When the act was amended in 2010 it read- “For the purpose of a paper committal, only the evidence of the Prosecution shall be allowed.” After this was thrown out by the courts it was amended to read, “For the purpose of a paper committal, credible evidence of the Prosecution and the defence shall be allowed.” The new law takes away the right of the client to call and cross examine witnesses for the defence.
Both the DPP and the Magistrate made submissions relying on the amendments made to the Act in defending their case.
Mr. Bacchus quoted a number of authorities in putting forward his case for the committal to be quashed.
The Chief Justice, after listening to both sides, gave a detailed conclusion in which he looked at the evidence presented before him and what is provided for in the Constitution. He stated that Section 43 of the Sexual Offences Act 2010- provided that, “where a person is charged with an offence under the Act, there shall be no oral preliminary inquiry and instead, a paper committal shall be held in accordance with the procedure set out in the first schedule.”
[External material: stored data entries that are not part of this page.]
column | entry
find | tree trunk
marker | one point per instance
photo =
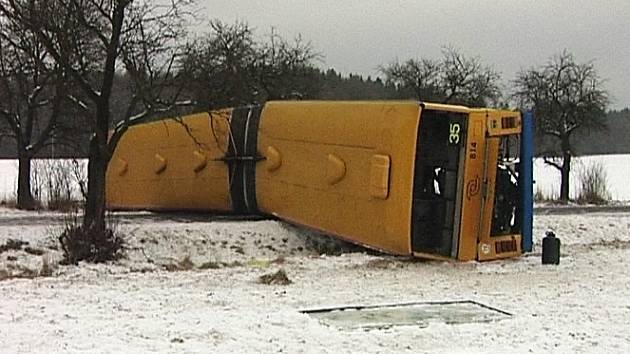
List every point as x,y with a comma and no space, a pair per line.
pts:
25,197
94,218
566,170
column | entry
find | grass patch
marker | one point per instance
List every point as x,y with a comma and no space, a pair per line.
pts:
278,278
12,245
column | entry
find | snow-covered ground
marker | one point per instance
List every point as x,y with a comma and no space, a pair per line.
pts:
189,283
616,168
139,305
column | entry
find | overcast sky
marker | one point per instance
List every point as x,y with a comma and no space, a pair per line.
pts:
359,35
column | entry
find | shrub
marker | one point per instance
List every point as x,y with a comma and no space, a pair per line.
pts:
91,244
593,184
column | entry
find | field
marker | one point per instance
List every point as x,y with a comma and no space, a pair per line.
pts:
191,283
547,178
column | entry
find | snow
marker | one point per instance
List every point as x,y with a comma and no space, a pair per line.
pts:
547,178
616,167
138,305
135,305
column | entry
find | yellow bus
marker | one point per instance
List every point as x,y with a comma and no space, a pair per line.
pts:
403,177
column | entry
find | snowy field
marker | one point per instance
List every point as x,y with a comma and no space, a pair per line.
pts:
616,167
189,284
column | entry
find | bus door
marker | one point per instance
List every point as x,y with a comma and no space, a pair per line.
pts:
438,184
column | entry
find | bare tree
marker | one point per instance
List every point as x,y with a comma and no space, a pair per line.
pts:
455,78
567,97
32,97
230,67
93,40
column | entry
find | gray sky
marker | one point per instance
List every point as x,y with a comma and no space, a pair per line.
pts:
359,35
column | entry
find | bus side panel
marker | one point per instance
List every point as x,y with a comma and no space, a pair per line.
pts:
473,186
342,167
169,165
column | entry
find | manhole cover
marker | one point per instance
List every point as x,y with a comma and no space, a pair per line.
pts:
408,314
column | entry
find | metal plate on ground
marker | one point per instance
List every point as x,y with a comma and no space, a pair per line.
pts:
408,314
However, this act is inconsistent with article 144(1) and 144(2) of the Constitution which reads, “Every person who is charged with a criminal offence-shall be permitted to defend him or herself before the court in person or by a legal representative or his or her own choice.”
“The person shall be afforded facilities to examine in person or by his or her legal representative the witnesses presented by the Prosecution before the court, to obtain the attendance and carry out the examination of witnesses to testify on his or her behalf before the court on the conditions as those applying to witnesses called by the Prosecution.”
The Chief Justice thus concluded that it is difficult to see how a person charged, can defend him or herself personally before the court unless he or she is at liberty to dispute the evidence of the prosecution witness either by cross- examining the prosecution witnesses who have made statements tendered as evidence before the court or his own behalf.
Mr. Chang also stated that ordinary legislation cannot create an exception to the application of a constitutional provision –unless provided for in the constitution itself. Chief Justice Chang thus ordered that the committal order by the Magistrate be quashed.